Kolom Andi Suruji: Duka Palu dan Lara Kemanusiaan
Hingga Ahad petang, Badan Nasional Penanggulangan Bencara BNPB telah merilis angka 832 jiwa melayang.
TRIBUN- TIMUR.COM - Kolom Andi Suruji: Duka Palu dan Lara Kemanusiaan
"Air... air...air.... ibu.... ibu.... ibuuuu... naik...naik....oiii... naik.... tsunami bu.... tsunami.... cepaattt ibu.... cepaatt... ya Allah.... ya Allah... tsunami.... huhuhu...."
Begitulah suara laki-laki itu berteriak-teriak dengan suara parau... kadang tercekat... bergetar... Satu tangannya menunjuk-nunjuk ke arah laut sementara lainnya memegang kamera merekam peristiwa pilu itu.
Ia memberitahukan bakal tibanya air bah besar itu kepada orang-orang yang ada di pinggir jalan... Ia berdiri di ketinggian gedung (mungkin lantai tiga). Mungkin suaranya sudah tak terdengar lagi oleh orang-orang yang diteriakinya.

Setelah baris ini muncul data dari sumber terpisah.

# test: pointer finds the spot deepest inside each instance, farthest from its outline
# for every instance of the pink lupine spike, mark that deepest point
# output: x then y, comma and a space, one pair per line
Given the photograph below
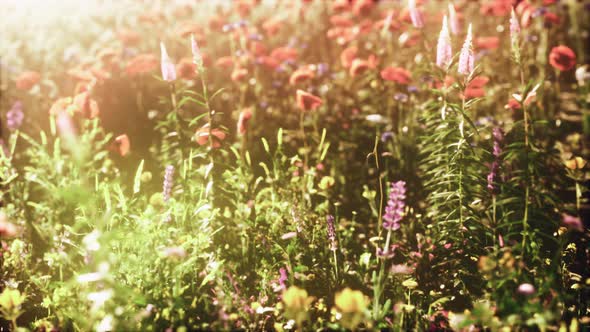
466, 58
168, 69
454, 20
444, 52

Silih berganti kameranya diarahkan ke air laut yang terus bergulung menuju pantai. Putih dan tinggi. Sementara orang-orang sibuk berlarian panik. Kendaraan di jalan terlihat bergerak dalam kecepatan tinggi. Klakson bersahutan.
Praakkk..... air putih raksasa itu tiba dan menghempas daratan. Seketika berubah warna menjadi coklat setelah menerjang pasir pantai. Mengamuk, menerjang segala bangunan. Roboh... ambruk....

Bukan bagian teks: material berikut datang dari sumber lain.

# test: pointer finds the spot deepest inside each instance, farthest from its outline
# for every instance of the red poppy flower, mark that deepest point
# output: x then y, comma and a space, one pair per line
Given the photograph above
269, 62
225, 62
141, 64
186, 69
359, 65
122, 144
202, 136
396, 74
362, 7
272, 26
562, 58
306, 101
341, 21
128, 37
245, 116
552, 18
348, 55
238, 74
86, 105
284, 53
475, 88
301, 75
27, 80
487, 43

"Ya Allah.... tsunami ya Allah.... ya Allaaaahhhh....." suaranya bergetar, dan terisak. Ia menangis tersedu-sedu....
Dan videonya pun putus. Itulah drama tsunami rekaman seseorang yang disiarkan salah satu stasiun televisi.
Memilukan. Ngilu pula persendian kita menyaksikannya. Sesak kepala dan dada membayangkan kacaunya kehidupan manusia di sana. Rasa kemanusiaan kita pun terkoyak, tercabik-cabik.
Hingga tulisan ini saya buat, Ahad petang, Badan Nasional Penanggulangan Bencara (BNPB) telah merilis angka 832 jiwa melayang, tewas akibat gempa dan tsunami yang meluluhlantakkan Kota Palu, Sigi dan Donggala, Sulawesi Tengah. Ratusan lainnya luka parah dan sedang dirawat di sejumlah rumah sakit.
Ratusan bahkan ribuan mungkin bangunan berantakan. Permanen apalagi yang cuma semi permanen. Terlalu kuat gempa bermagnitud 7,4 pada skala richter dan mendatangkan tsunami dalam waktu relatif cepat.
Orang-orang tidak memiliki cukup waktu untuk segera mengungsi. Mereka baru saja meloloskan diri dari maut gempa, secepat kilat tsunami datang. Ajal pun menjemput.
Sekitar 15.000 orang dilaporkan mengungsi. Penduduk Kota Palu cuma 335 ribu jiwa. Rumah dan bangunan berantakan, luluh lantak menyisakan duka lara.
Pengungsian pun luka baru. Dingin, lapar mencekam. Menanti penuh harap akan datangnya bala bantuan. Gelap hidup mereka. Listrik padam, komunikasi putus. Transportasi pun lumpuh.
Anak-anak terpisah orang tuanya. Sanak saudara tak jelas nasibnya. Trauma membekap mereka.